IE process improvement model for multifaceted unstructured big data. IE: information extraction.
Conclusion
The exponential growth of multifaceted unstructured big data is creating challenges in context-aware analytics, data-driven decision-making, and data management. IE techniques are important to extract useful information from unstructured data that improve the effectiveness of data analytics. In this regard, a structured review was conducted to investigate the limitations of existing IE techniques for unstructured big data analysis. For this reason, state-of-the-art IE subtasks and their techniques from different types of data (text, images, audio, and video) have been discussed briefly. This review also investigated the effectiveness of existing IE techniques for unstructured big data. It has been observed that variety of big data is creating numerous challenges for traditional IE systems in terms of accuracy, scalability, generalizability, and usability which leads us to a new era of advanced IE approaches with new opportunities and challenges. It has also been concluded that hybrid approaches (i.e. combination of learning-based and rule-based) achieved better performance in IE whereas the quality of data has a significant impact on the effectiveness of results. However, many challenges are still associated with these hybrid approaches such as language barriers, domain issues, and appropriate method selection for the task at hand. These challenges are specific to IE process but scalability, quality, heterogeneity, and interoperability are critical factors associated with IE from unstructured big data. To overcome the limitations of existing IE techniques, more advanced and adaptive pre-processing techniques are required to remove the quality and usability issues. Further, some suggestions have also been provided in this review by critically analyzing the literature and limitations of existing solutions. Our analysis finds that there is a significant potential to improve the analysis process in terms of context-aware analytics systems. Advanced techniques and methods for IE systems, particularly for multifaceted unstructured big data sets, are the utmost requirement. Existing approaches and methods do not apply to all domains and varying types of data, even in a single data type.
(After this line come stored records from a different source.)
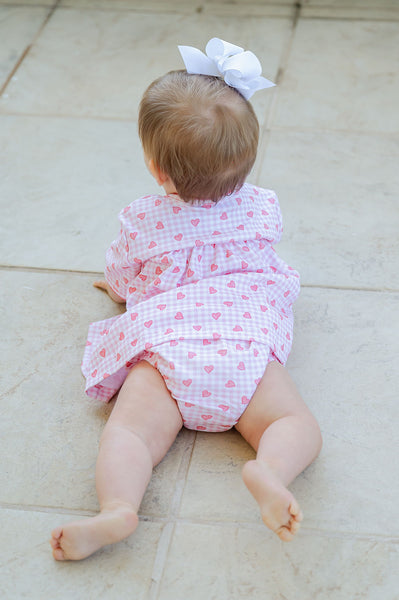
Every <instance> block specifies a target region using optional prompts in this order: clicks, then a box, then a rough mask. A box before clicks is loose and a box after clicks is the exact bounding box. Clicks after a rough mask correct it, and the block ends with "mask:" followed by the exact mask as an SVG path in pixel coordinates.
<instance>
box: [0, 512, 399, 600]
mask: <svg viewBox="0 0 399 600" xmlns="http://www.w3.org/2000/svg"><path fill="white" fill-rule="evenodd" d="M1 510H13V511H19V512H36V513H44V514H49V515H51V514H65V515H75V516H78V517H83V516H94V515H96V514H98V513H97V512H96V511H89V510H79V509H73V508H70V509H67V508H64V507H63V508H59V507H44V506H33V505H25V506H21V505H19V504H11V503H6V502H0V511H1ZM139 518H140V521H142V522H147V523H148V522H150V523H160V524H165V527H164V530H163V532H162V534H161V538H160V541H159V544H158V551H157V554H156V557H155V560H154V567H153V573H152V576H151V579H152V581H153V582H154V585H152V589H153V590H154V591H153V592H152V595H150V600H156V593H157V592H156V591H155V589H157V588H158V587H159V584H160V582H161V579H162V574H163V570H164V567H165V561H166V557H167V552H168V550H169V546H170V541H171V539H172V535H173V532H174V529H175V526H176V525H203V526H209V527H219V528H223V529H228V528H230V527H238V528H240V529H244V530H249V531H258V532H265V531H266V532H267V528H265V525H263V523H260V522H259V523H258V522H255V521H253V522H251V521H236V520H234V519H233V518H232V520H231V521H220V520H218V519H212V518H210V519H187V518H180V517H177V516H172V518H171V517H157V516H148V515H147V516H146V515H139ZM298 535H299V536H301V537H302V536H312V537H315V536H319V537H325V538H336V539H342V540H356V541H360V542H361V541H364V542H368V541H375V542H380V543H389V544H399V535H385V534H381V533H375V532H370V533H361V532H356V531H350V530H345V531H338V530H336V529H319V528H317V527H307V526H306V525H302V526H301V529H300V532H299V534H298Z"/></svg>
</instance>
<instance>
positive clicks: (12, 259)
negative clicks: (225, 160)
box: [0, 116, 159, 272]
mask: <svg viewBox="0 0 399 600" xmlns="http://www.w3.org/2000/svg"><path fill="white" fill-rule="evenodd" d="M0 123H1V125H0V127H1V130H2V136H1V141H0V165H1V166H0V169H4V171H3V172H4V177H1V178H0V202H1V206H2V208H1V210H2V220H1V225H0V227H1V231H2V236H1V241H0V246H1V247H2V249H1V256H2V262H3V263H5V264H11V265H20V266H24V265H29V266H35V267H45V268H61V269H76V270H88V271H98V272H102V271H103V269H104V257H105V251H106V249H107V248H108V246H109V244H110V243H111V242H112V240H113V239H115V237H116V235H117V233H118V231H119V221H118V213H119V211H120V210H121V209H122V208H123V207H124V206H126V205H127V204H129V203H130V202H131V201H132V200H134V199H135V198H136V197H140V196H142V195H144V194H148V193H151V192H157V191H158V189H159V188H158V186H157V184H156V182H155V181H154V180H153V179H152V177H151V176H150V174H149V173H148V172H147V169H146V167H145V164H144V160H143V156H142V150H141V145H140V142H139V140H138V136H137V130H136V129H137V128H136V125H135V124H133V123H126V122H118V121H112V122H110V121H92V120H87V121H86V120H80V119H54V118H29V117H4V116H3V117H0ZM17 207H18V208H17ZM99 210H100V211H101V214H100V213H99Z"/></svg>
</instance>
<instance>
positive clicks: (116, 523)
mask: <svg viewBox="0 0 399 600" xmlns="http://www.w3.org/2000/svg"><path fill="white" fill-rule="evenodd" d="M137 525H138V517H137V514H136V513H135V512H134V511H133V510H132V509H130V508H128V507H126V506H123V507H119V508H116V509H115V510H104V511H102V512H101V513H100V514H98V515H97V516H96V517H90V518H88V519H82V520H80V521H73V522H72V523H68V524H67V525H64V526H62V527H57V528H56V529H54V531H53V532H52V538H51V540H50V544H51V547H52V548H53V556H54V558H55V559H56V560H81V559H82V558H86V557H87V556H90V554H93V552H96V551H97V550H99V549H100V548H102V547H103V546H106V545H107V544H115V543H116V542H120V541H121V540H123V539H124V538H126V537H128V536H129V535H130V534H132V533H133V531H134V530H135V529H136V527H137Z"/></svg>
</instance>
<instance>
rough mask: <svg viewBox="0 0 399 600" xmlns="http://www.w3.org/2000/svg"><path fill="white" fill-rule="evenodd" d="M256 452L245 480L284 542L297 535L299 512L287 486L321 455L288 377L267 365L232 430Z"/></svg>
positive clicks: (298, 519)
mask: <svg viewBox="0 0 399 600" xmlns="http://www.w3.org/2000/svg"><path fill="white" fill-rule="evenodd" d="M236 429H237V430H238V431H239V432H240V433H241V434H242V436H243V437H244V438H245V439H246V440H247V442H248V443H249V444H250V445H251V446H252V447H253V448H254V450H256V452H257V455H256V460H251V461H249V462H247V463H246V464H245V465H244V468H243V479H244V482H245V484H246V486H247V487H248V489H249V491H250V492H251V494H252V495H253V496H254V498H255V500H256V501H257V502H258V504H259V507H260V511H261V515H262V519H263V521H264V523H265V524H266V525H267V526H268V527H269V528H270V529H272V530H273V531H274V532H275V533H277V535H278V536H279V537H280V539H282V540H283V541H290V540H291V539H292V537H293V535H294V534H295V533H296V532H297V530H298V529H299V523H300V521H301V520H302V518H303V517H302V512H301V510H300V508H299V505H298V503H297V501H296V500H295V498H294V496H293V495H292V494H291V492H290V491H289V490H288V489H287V486H288V485H289V484H290V483H291V482H292V481H293V480H294V479H295V477H296V476H297V475H299V473H301V472H302V471H303V470H304V469H305V468H306V467H307V466H308V465H309V464H310V463H311V462H312V461H313V460H314V459H315V458H316V456H317V455H318V454H319V452H320V450H321V445H322V439H321V433H320V428H319V426H318V424H317V422H316V420H315V418H314V417H313V415H312V413H311V412H310V410H309V409H308V408H307V406H306V405H305V403H304V402H303V400H302V398H301V396H300V395H299V392H298V391H297V389H296V387H295V385H294V383H293V381H292V380H291V378H290V376H289V374H288V372H287V371H286V370H285V368H284V367H283V366H282V365H281V364H280V363H278V362H271V363H269V365H268V366H267V368H266V371H265V374H264V376H263V378H262V380H261V382H260V383H259V385H258V388H257V390H256V392H255V394H254V396H253V398H252V400H251V402H250V403H249V405H248V408H247V409H246V411H245V412H244V414H243V415H242V417H241V419H240V420H239V421H238V423H237V425H236Z"/></svg>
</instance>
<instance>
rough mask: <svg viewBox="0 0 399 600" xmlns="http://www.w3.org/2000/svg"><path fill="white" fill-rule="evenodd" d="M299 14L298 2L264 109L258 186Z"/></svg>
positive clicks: (295, 7) (294, 36) (266, 151)
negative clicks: (272, 82) (274, 86)
mask: <svg viewBox="0 0 399 600" xmlns="http://www.w3.org/2000/svg"><path fill="white" fill-rule="evenodd" d="M300 12H301V4H300V2H298V3H296V4H295V5H294V15H293V19H292V27H291V31H290V34H289V36H288V38H287V41H286V43H285V45H284V48H283V51H282V54H281V60H280V63H279V67H278V69H277V75H276V81H275V83H276V88H275V92H274V93H273V94H272V97H271V100H270V105H269V107H268V108H266V111H267V112H266V115H265V117H266V118H265V123H264V125H263V127H262V129H261V132H260V133H261V137H262V138H263V143H262V147H261V151H260V153H259V156H258V157H257V161H258V165H259V166H258V168H257V172H256V174H255V182H256V184H259V180H260V176H261V169H262V165H263V164H264V160H265V156H266V153H267V149H268V147H269V142H270V137H271V136H270V131H271V129H272V122H273V120H274V115H275V112H276V110H277V103H278V96H279V90H278V86H279V84H280V83H281V82H282V80H283V77H284V72H285V69H286V68H287V64H288V60H289V57H290V54H291V50H292V46H293V43H294V38H295V33H296V28H297V24H298V20H299V17H300Z"/></svg>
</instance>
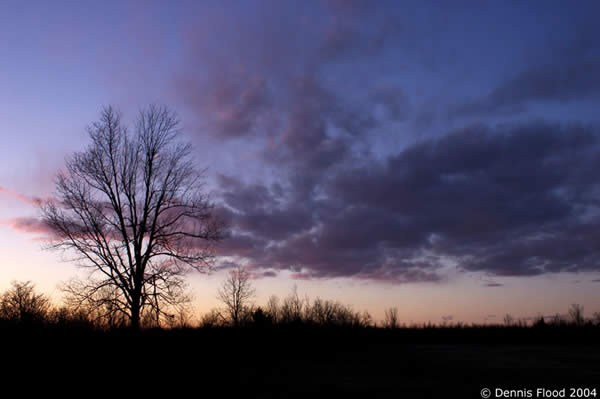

There is a need to develop new techniques and refine existing techniques for pre-processing stage of data that can help to significantly reduce the problems in data sets, later used for IE, knowledge discovery, and decision-making.
Limitations of the study
The SLR investigates the existing IE techniques and presents the limitations of these techniques for multifaceted unstructured big data. Various recognized data sources have been explored during the study, however, sparsity of literature on this topic and different data types, data formats, and standards made the identification and selection of articles very time-consuming and tedious. Limited but prominent literature could be selected and it restricted the investigations to the limitations of the IE techniques. It was really hard to find the right article and techniques whereby several works have presented many techniques in context of data quality, data extraction, data transformation, and information retrieval. However, it has been managed by careful and proper selection of the articles meeting the inclusion and exclusion criteria.
Future work
The existing literature presents the techniques and methods for IE from unstructured big data but does not present any model or framework to improve the IE procedures. It is also needed to present a very structured approach and devise methods for specific data types rather than presenting general techniques. Developing a theoretical model based on the comparative analysis of existing techniques (similarities and differences), defining rules for data extraction and transformation is a potential research problem to address the data quality improvement issues.
Footnotes
Declaration of conflicting interests
The author(s) declared no potential conflicts of interest with respect to the research, authorship, and/or publication of this article.
Funding
The author(s) received no financial support for the research, authorship, and/or publication of this article.